Longestride25 · 08/09/2020 13:09

I have a 7 year old DD, initially she wasn’t going back to school but after a meeting yesterday it has been deciding she will return to school. She is clinically extremely vulnerable ( without being outing ) a form of organ failure amongst other organ defects because of a genetic condition.
Anyway so today my daughter best friends mum was messaging me about how she doesn’t believe in covid, they are not self isolating if needed she just won’t tell the school if she has had a fever etc they are having parties etc
Anyway she send me a long message about it this morning and I’m feeling rather nervous out borough is the worse in London if that makes a difference.

OP posts:
skippetyskoo · 08/09/2020 13:15

How awful and insensitive of her.
I would tell the school by emailing, saying you are obviously anxious, particularly after what a parent has told you (and explain what she said). I wouldn’t make her as there is no need. I would request that the school reiterate to all parents that they are vulnerable children returning and the heed to isolate with symptoms. I’m not sure there is much else they can do. I’m so sorry as it’s parents like this that puts everyone else at risk.
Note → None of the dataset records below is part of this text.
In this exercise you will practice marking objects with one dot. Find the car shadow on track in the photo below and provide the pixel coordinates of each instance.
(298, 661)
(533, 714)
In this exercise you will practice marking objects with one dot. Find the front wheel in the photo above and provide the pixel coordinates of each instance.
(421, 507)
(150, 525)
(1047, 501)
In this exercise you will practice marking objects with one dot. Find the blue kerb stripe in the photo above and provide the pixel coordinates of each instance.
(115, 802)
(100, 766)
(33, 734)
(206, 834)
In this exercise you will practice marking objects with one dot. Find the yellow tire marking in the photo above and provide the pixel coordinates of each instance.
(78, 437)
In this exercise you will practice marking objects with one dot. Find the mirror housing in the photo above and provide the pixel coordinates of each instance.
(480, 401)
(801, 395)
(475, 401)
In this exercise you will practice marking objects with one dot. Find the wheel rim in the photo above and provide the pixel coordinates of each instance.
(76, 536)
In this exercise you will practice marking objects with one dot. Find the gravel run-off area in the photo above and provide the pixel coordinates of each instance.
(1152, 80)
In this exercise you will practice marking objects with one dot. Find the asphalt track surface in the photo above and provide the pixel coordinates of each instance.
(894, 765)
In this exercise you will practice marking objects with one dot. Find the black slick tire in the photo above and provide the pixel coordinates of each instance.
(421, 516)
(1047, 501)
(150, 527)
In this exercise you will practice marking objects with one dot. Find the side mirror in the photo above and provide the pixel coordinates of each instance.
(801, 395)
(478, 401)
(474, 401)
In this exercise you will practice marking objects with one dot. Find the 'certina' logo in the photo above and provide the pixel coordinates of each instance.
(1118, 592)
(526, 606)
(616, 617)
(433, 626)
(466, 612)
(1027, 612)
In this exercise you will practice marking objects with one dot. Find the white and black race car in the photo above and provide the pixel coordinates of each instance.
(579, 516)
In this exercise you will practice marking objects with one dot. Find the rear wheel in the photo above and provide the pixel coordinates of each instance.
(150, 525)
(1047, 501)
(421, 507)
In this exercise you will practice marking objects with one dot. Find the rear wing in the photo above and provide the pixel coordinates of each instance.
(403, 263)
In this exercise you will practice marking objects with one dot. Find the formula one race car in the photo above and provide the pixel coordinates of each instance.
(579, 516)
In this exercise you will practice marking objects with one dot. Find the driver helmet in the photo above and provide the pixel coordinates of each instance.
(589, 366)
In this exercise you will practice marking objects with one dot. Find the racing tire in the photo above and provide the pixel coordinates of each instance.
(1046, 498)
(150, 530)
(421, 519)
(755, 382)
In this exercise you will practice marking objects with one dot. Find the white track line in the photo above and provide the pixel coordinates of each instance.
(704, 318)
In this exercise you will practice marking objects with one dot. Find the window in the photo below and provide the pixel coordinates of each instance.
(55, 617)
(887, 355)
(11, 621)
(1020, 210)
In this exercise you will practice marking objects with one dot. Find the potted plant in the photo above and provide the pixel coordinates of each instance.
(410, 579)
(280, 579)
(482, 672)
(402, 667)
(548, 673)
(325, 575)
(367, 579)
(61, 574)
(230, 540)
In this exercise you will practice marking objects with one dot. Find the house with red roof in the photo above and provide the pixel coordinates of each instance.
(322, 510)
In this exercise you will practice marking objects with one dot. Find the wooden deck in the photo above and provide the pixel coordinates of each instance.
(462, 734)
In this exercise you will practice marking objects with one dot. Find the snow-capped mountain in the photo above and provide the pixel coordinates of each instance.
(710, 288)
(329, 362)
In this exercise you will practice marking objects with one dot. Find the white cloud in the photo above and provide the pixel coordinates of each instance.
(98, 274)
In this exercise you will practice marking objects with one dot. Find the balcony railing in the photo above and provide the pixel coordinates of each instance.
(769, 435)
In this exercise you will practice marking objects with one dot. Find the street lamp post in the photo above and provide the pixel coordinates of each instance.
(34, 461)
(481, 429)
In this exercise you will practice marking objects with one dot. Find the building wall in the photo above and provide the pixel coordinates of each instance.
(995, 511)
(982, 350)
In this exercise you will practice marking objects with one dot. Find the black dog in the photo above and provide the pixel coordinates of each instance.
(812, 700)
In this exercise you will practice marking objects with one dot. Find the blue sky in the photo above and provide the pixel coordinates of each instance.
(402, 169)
skippetyskoo · 08/09/2020 13:16

*that should say I wouldn’t name her.

AChickenCalledDaal · 08/09/2020 13:22

Yes I think I'd have a discussion with the school, without naming names. But I'd also be sending a pretty robust response to the mother, reminding her that she would be putting my child at risk. Is she aware of your daughter's medical situation? Hope you can find a way to handle it.

Longestride25 · 08/09/2020 13:37

Yes she is very aware of medical condition, the girls are best friends, she visits her in hospital etc so she does know.

OP posts:
ThatDamnScientist · 08/09/2020 13:42

@skippetyskoo

How awful and insensitive of her. I would tell the school by emailing, saying you are obviously anxious, particularly after what a parent has told you (and explain what she said). I wouldn’t make her as there is no need. I would request that the school reiterate to all parents that they are vulnerable children returning and the heed to isolate with symptoms. I’m not sure there is much else they can do. I’m so sorry as it’s parents like this that puts everyone else at risk.
Yes do tell the school and to be honest I would name her, she sounds the sort of person that would ignore any blanket message. The school need to be aware, there may be other ECV children (and staff) who will come in contact with this family.
Augustbreeze · 08/09/2020 13:53

What a nightmare, healthwise and socially! Guess all you can do is state the facts .... what your DD's consultant has said about her vulnerability; the numbers that have died nationally; how carefully yr daughter's return had to be planned; and that you'll be (sadly) discouraging her from any contact with her daughter because of the additional risk.